Li-Mei Lim, research assistant professor in the Department of Mathematics and Statistics at BU and collaborator on the exhibit, said the team was “supportive.”

“People were … excited to make things work, and just always thinking of ways to add more richness into the exhibit,” Lim said.

Besides its name, the exhibition’s mathematical beauty is also interwoven, literally, within the pieces. The blue-hued quilt is made of multiple fabric blocks including encrypted Morse code, for instance.

“People have this perception that either you’re a math person or you’re not,” Lim said. “People sometimes think, for whatever reason, very automatically, that they can or cannot do one or the other.”

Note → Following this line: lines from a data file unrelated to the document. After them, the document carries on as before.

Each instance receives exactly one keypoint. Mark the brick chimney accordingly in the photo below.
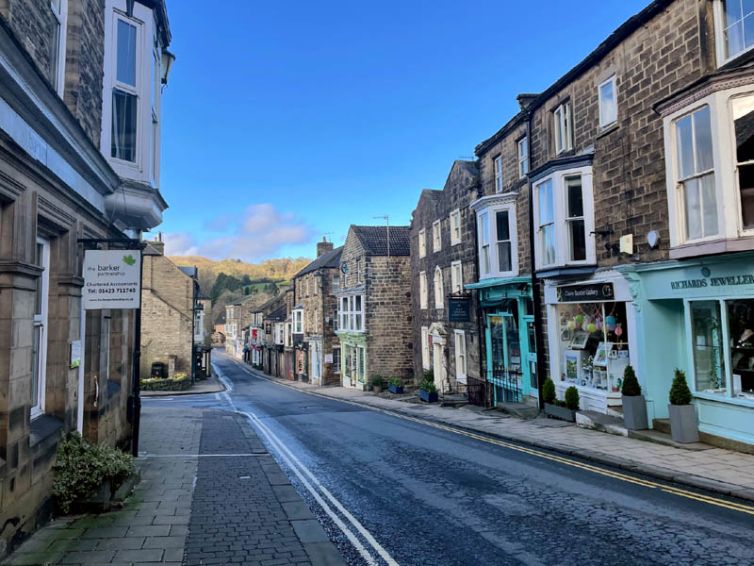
(324, 246)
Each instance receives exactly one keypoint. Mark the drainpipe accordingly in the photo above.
(535, 289)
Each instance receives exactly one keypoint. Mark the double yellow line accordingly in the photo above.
(718, 502)
(740, 507)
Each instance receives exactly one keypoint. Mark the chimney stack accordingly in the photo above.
(324, 246)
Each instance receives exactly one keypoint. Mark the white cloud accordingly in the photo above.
(259, 233)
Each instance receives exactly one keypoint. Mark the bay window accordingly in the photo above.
(564, 219)
(439, 289)
(125, 93)
(497, 235)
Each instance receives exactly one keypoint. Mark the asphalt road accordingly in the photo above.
(389, 490)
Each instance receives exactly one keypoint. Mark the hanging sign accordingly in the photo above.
(586, 293)
(459, 309)
(112, 279)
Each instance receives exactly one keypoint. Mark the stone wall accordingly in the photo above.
(167, 315)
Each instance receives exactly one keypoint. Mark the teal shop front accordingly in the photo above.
(698, 315)
(510, 346)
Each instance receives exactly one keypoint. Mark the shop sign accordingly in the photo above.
(459, 309)
(586, 293)
(112, 279)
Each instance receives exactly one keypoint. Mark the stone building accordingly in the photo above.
(314, 316)
(642, 227)
(374, 305)
(63, 368)
(170, 297)
(445, 327)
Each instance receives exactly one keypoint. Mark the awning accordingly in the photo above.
(498, 282)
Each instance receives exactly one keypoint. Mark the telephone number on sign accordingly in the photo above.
(111, 290)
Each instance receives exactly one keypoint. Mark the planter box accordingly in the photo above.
(684, 424)
(427, 396)
(562, 413)
(635, 412)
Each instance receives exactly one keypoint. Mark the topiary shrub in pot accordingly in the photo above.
(634, 405)
(684, 423)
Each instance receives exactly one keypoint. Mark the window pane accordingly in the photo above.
(503, 228)
(575, 197)
(703, 135)
(709, 201)
(123, 144)
(707, 339)
(504, 256)
(126, 71)
(685, 147)
(578, 240)
(741, 331)
(546, 212)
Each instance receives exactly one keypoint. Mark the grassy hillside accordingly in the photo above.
(273, 269)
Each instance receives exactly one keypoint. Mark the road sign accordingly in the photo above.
(112, 279)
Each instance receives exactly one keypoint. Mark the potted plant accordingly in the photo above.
(684, 424)
(395, 385)
(634, 405)
(564, 410)
(428, 391)
(377, 384)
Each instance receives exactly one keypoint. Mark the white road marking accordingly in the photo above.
(313, 485)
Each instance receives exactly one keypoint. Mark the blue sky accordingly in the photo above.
(284, 121)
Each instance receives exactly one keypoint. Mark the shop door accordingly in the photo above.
(530, 355)
(504, 359)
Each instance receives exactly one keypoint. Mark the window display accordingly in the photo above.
(594, 344)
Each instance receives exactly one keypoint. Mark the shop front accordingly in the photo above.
(510, 344)
(698, 315)
(590, 333)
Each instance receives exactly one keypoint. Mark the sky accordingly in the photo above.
(284, 122)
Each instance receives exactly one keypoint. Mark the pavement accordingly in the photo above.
(714, 469)
(210, 493)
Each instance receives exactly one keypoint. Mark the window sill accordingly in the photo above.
(42, 428)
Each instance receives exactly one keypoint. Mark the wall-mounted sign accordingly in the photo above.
(459, 309)
(112, 279)
(586, 293)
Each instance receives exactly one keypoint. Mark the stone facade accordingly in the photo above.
(167, 314)
(381, 345)
(431, 323)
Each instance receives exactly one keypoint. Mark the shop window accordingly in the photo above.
(594, 347)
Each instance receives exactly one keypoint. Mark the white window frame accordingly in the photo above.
(607, 119)
(439, 289)
(486, 239)
(298, 321)
(523, 157)
(455, 227)
(59, 10)
(425, 347)
(461, 355)
(720, 46)
(456, 277)
(423, 300)
(730, 221)
(436, 236)
(498, 172)
(563, 127)
(562, 238)
(40, 321)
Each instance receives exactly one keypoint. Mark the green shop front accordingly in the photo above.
(510, 348)
(698, 315)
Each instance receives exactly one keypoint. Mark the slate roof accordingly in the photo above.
(374, 239)
(329, 259)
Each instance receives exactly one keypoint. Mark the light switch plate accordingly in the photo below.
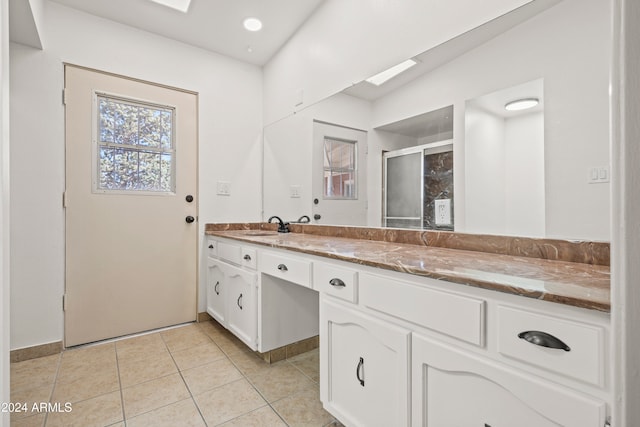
(224, 188)
(294, 191)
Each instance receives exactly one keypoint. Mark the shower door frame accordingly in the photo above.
(403, 152)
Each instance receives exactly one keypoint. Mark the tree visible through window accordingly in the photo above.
(135, 146)
(339, 169)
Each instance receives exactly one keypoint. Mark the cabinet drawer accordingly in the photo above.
(294, 270)
(451, 314)
(581, 359)
(231, 253)
(337, 281)
(249, 258)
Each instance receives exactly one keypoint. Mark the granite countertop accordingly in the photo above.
(570, 283)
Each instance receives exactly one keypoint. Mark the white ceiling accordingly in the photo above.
(215, 25)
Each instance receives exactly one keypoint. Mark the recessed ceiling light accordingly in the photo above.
(387, 74)
(252, 24)
(521, 104)
(181, 5)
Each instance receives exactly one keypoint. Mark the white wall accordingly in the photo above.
(524, 175)
(4, 211)
(346, 41)
(484, 175)
(625, 244)
(569, 46)
(230, 133)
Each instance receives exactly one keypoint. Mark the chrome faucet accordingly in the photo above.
(283, 227)
(304, 219)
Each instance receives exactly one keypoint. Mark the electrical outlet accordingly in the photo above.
(294, 191)
(224, 188)
(598, 174)
(442, 211)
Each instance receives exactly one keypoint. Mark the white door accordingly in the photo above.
(339, 175)
(131, 183)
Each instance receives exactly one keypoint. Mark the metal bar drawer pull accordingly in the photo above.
(358, 368)
(337, 283)
(543, 339)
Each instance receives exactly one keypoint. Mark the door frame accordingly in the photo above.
(196, 202)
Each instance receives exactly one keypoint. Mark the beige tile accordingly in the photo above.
(29, 396)
(153, 394)
(100, 352)
(208, 377)
(249, 363)
(308, 363)
(280, 381)
(228, 402)
(184, 337)
(231, 345)
(263, 417)
(34, 373)
(303, 409)
(183, 414)
(140, 347)
(99, 411)
(197, 356)
(303, 346)
(82, 387)
(136, 371)
(36, 351)
(78, 364)
(32, 421)
(212, 329)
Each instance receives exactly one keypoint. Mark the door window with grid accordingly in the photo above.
(340, 169)
(135, 146)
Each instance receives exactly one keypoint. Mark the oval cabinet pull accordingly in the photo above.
(335, 282)
(358, 368)
(543, 339)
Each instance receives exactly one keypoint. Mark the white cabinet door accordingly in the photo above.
(454, 388)
(242, 315)
(216, 290)
(364, 367)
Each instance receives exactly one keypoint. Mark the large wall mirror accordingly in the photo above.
(541, 172)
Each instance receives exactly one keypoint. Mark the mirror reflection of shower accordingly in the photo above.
(418, 171)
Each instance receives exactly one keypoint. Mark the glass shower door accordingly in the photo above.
(404, 183)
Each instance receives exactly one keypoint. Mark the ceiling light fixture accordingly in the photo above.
(252, 24)
(180, 5)
(388, 74)
(521, 104)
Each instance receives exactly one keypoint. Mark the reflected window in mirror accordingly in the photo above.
(340, 172)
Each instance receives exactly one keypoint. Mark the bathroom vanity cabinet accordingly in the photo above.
(404, 350)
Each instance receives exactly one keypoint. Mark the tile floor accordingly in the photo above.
(193, 375)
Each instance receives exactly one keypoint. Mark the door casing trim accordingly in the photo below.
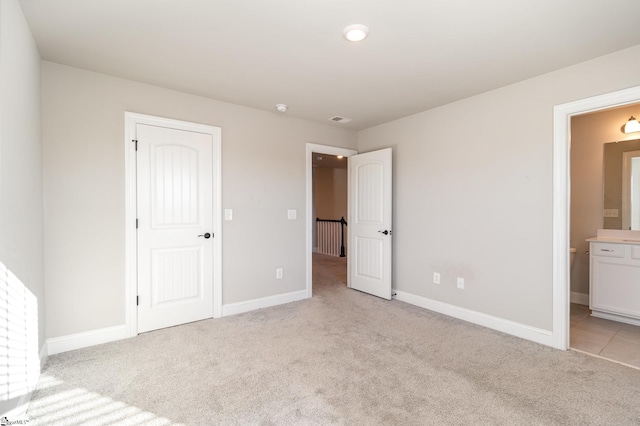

Ehrmann said working on the exhibit changed her and “the way I will work for the rest of my artist life.”

“That group, everybody was teaching everybody,” said Ehrmann. “We all had to learn from each other.”

Daubechies said she hopes the exhibit will inspire younger people who might be intimidated by mathematics.

“It’s meant for so many people who have spent so many hours studying mathematics at school and still never liked it, never got in touch with what it really is,” Daubechies said.

The exhibition will remain at the 808 Gallery until March 4, 2023. Afterwards, it will travel to Vancouver and, eventually, permanently reside at Duke University.

“I’m definitely very proud to have it here,” Lim said. “[I’m] really excited that I get to share it with my colleagues and my students, and my home.”